Nor dare I chide the world-without-end hour,
Whilst I, my sovereign, watch the clock for you,
Nor think the bitterness of absence sour,
When you have bid your servant once adieu;
Nor dare I question with my jealous thought
Where you may be, or your affairs suppose,
But, like a sad slave, stay and think of nought
Save, where you are, how happy you make those.
So true a fool is love, that in your will,
Though you do anything, he thinks no ill.
LVIII
That god forbid, that made me first your slave,
I should in thought control your times of pleasure,
Or at your hand the account of hours to crave,
Being your vassal, bound to stay your leisure!
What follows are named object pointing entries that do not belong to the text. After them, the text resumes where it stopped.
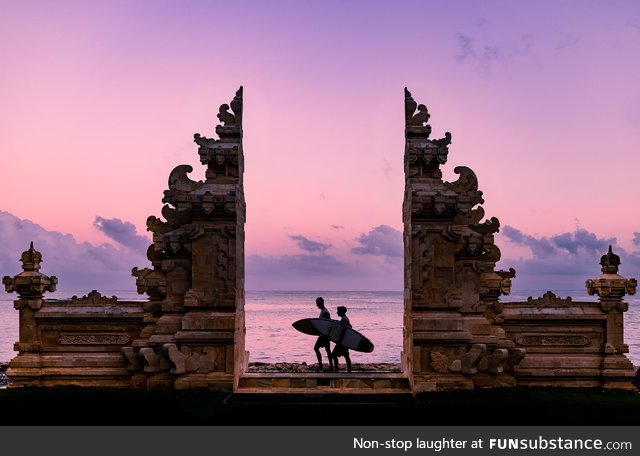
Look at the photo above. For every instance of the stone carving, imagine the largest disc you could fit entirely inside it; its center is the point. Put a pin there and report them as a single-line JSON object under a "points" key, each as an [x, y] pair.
{"points": [[153, 361], [187, 359], [496, 360], [134, 360], [610, 286], [30, 284], [440, 359], [553, 339], [93, 339], [467, 364]]}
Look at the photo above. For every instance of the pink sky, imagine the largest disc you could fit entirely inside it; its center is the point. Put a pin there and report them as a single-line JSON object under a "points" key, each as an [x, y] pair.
{"points": [[99, 101]]}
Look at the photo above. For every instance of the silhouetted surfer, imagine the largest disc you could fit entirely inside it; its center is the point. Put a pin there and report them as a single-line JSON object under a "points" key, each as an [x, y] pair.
{"points": [[339, 349], [323, 341]]}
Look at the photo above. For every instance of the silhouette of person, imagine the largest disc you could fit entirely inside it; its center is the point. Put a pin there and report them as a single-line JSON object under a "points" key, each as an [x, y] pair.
{"points": [[323, 341], [339, 349]]}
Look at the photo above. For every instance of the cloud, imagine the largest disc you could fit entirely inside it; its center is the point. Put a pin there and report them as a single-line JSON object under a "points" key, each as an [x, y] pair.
{"points": [[381, 240], [563, 243], [485, 54], [563, 261], [78, 266], [123, 233], [308, 245]]}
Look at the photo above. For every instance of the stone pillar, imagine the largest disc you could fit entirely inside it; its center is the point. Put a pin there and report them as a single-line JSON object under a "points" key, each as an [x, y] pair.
{"points": [[195, 316], [610, 287], [450, 281], [30, 285]]}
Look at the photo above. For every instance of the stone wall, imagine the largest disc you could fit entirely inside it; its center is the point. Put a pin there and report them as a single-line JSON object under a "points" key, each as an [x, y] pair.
{"points": [[457, 333], [190, 333]]}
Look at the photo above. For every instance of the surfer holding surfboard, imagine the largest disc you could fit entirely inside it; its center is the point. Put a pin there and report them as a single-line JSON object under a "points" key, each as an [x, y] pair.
{"points": [[340, 349], [323, 341], [338, 331]]}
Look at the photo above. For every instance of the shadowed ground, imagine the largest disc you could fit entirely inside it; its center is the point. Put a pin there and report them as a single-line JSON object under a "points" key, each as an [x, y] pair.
{"points": [[516, 406]]}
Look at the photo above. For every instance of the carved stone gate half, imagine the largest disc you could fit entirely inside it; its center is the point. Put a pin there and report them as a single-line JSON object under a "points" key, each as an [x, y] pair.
{"points": [[191, 331]]}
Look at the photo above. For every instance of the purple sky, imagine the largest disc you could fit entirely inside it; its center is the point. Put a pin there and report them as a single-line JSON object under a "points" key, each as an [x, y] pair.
{"points": [[99, 101]]}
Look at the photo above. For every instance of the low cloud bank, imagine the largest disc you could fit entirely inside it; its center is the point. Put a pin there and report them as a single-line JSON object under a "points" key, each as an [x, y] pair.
{"points": [[78, 265], [564, 261]]}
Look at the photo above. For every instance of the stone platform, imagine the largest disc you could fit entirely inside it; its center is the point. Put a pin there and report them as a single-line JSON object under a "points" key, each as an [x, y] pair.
{"points": [[324, 383]]}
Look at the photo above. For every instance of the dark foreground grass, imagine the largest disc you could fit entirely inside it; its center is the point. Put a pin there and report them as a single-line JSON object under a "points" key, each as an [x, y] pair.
{"points": [[505, 407]]}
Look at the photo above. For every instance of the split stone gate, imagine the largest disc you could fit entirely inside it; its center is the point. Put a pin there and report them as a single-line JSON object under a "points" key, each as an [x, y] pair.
{"points": [[190, 333]]}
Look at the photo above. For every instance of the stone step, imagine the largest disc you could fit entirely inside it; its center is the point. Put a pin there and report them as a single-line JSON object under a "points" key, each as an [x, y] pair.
{"points": [[324, 383]]}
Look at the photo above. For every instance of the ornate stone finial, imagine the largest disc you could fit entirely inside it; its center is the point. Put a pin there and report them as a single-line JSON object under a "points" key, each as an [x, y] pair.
{"points": [[31, 259], [610, 262], [30, 284], [611, 286], [416, 122]]}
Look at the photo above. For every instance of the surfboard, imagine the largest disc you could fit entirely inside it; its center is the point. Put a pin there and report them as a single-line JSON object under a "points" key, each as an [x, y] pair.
{"points": [[352, 339]]}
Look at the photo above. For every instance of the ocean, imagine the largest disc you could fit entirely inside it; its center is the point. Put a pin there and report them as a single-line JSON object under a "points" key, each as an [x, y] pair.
{"points": [[269, 314]]}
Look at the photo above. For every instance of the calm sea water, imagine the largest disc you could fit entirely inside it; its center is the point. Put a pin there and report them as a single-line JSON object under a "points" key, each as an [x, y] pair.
{"points": [[269, 314]]}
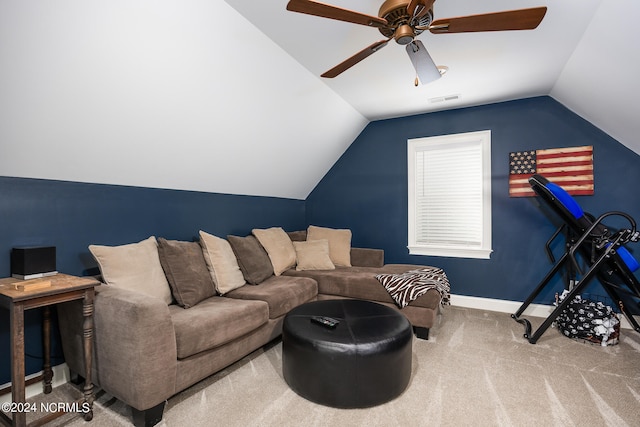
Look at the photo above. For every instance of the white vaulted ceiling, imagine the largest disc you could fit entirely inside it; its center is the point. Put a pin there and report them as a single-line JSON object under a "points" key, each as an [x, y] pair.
{"points": [[584, 54], [225, 96]]}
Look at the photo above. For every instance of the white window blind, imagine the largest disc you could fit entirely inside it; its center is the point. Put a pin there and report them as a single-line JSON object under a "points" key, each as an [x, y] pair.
{"points": [[450, 195]]}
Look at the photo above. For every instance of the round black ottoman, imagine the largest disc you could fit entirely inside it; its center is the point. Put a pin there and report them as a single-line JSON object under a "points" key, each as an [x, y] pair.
{"points": [[364, 361]]}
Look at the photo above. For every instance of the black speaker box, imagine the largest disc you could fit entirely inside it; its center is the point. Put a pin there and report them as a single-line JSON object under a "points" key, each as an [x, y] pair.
{"points": [[33, 262]]}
O! let me suffer, being at your beck,
The imprison'd absence of your liberty;
And patience, tame to sufferance, bide each check,
Without accusing you of injury.
Be where you list, your charter is so strong
That you yourself may privilage your time
To what you will; to you it doth belong
Yourself to pardon of self-doing crime.
I am to wait, though waiting so be hell,
Not blame your pleasure be it ill or well.
LIX
If there be nothing new, but that which is
Hath been before, how are our brains beguil'd,
Which labouring for invention bear amiss
The second burthen of a former child!
O! that record could with a backward look,
Even of five hundred courses of the sun,
Show me your image in some antique book,
Since mind at first in character was done!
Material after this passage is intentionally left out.